The summary table on the same page also just says “GiveDirectly”.
To VP’s credit, I think “eight times more cost-effective than the benchmark of direct cash transfers” in this post would likely be interpreted correctly in a high context setting (but I also think reasonably might not be, and so may still be worth clarifying).
I’m not sure about this; the HLI’s analysis of GiveDirectly only looks at direct individual effects and household spillovers.

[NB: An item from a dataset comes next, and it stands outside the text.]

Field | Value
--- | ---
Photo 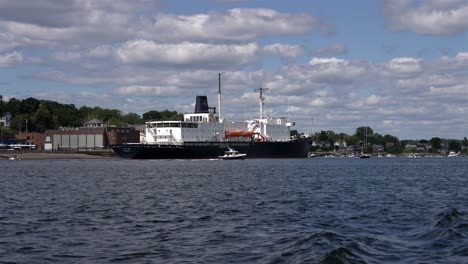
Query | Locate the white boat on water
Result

Whereas GiveWell’s update seemingly only found additional effects in terms of non-household spillovers, mortality, and consumption (based on a 5 minute check, so I might be wrong here).
I think it’s reasonable to argue that depression prevention would also have effects on mortality, consumption (via productivity increases—my guesses here peg this quite high, especially in LMICs and UMICs), and non-household spillovers (via increased income being reinvested into communities, using the same mechanism as GD). Unless there’s reason to believe that the non-accounted-for impacts on WELLBYs systematically favour GiveDirectly I’d be cautious about applying a discount—but curious for your take on that :)

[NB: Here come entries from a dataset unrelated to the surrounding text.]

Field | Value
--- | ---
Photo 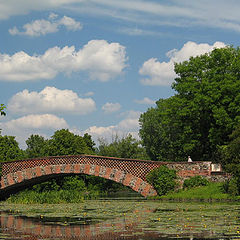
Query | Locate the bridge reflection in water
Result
[0,212,160,240]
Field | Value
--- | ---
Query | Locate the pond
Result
[0,199,240,240]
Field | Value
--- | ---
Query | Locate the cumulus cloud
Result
[0,0,240,32]
[8,87,96,115]
[0,40,127,82]
[135,97,155,105]
[4,114,68,130]
[0,114,69,149]
[84,111,141,142]
[84,91,94,97]
[102,103,121,113]
[9,13,82,37]
[139,42,226,86]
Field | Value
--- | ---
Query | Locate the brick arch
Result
[1,164,157,197]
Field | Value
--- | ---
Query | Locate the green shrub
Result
[62,176,86,192]
[146,166,177,196]
[222,177,240,196]
[183,176,209,189]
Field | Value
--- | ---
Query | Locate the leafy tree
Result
[0,104,6,116]
[0,135,25,162]
[47,129,93,156]
[97,134,149,159]
[26,135,48,158]
[139,47,240,161]
[146,166,177,196]
[83,133,96,152]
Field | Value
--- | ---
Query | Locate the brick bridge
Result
[0,155,221,200]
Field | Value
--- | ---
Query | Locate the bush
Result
[146,166,177,196]
[183,176,209,189]
[222,177,240,196]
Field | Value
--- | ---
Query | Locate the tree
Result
[26,135,48,158]
[0,104,6,116]
[83,133,96,152]
[139,47,240,161]
[47,129,94,156]
[0,135,25,162]
[97,134,149,159]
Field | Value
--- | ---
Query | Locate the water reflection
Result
[0,212,159,240]
[0,201,240,240]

I might be misunderstanding you, but are you saying that after reading the GD updates, we should update on VP equally to GD / that we should expect the relative cost-effectiveness ratio between the two to remain the same?
Hmm, no. I wouldn’t want Vida Plena to update without evidence that they have those secondary effects.

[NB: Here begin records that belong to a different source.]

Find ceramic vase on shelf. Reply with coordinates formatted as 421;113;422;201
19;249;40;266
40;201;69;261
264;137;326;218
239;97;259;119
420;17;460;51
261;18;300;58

But I think it would also be misleading to compare direct effects + household spillovers (in the case of Vida Plena) to direct effects + household spillovers + community spillovers + mortality reduction + consumption increases (GiveDirectly), unless you had good reason to believe that Vida Plena’s secondary effects are much worse than GiveDirectly’s. So I suppose I would be wary of saying that GiveDirectly now have 3–4x the WELLBY impact relative to Vida Plena—or even to say that GiveDirectly have any more WELLBY impact relative to Vida Plena—without having a good sense of how Vida Plena performs on those secondary outcomes. (But I feel like maybe I’m misunderstanding what you meant by applying a discount?)
Ah right—yeah I’m not making either of these claims, I’m just saying that if the previous claim (from VP’s predictive CEA) was that: “Vida Plena...is 8 times more cost-effective than GiveDirectly”, and GD has since been updated to 3-4x more cost-effective than it was compared to the time the predictive CEA was published, we should discount the 8x claim downwards somewhat (but not necessarily by 3-4x).
thoughtful comment! just want to throw in that suicide should not be considered in isolation imo. while every avoidable death is horrible ofc, I do think that suicide has particularly bad knock-on effects.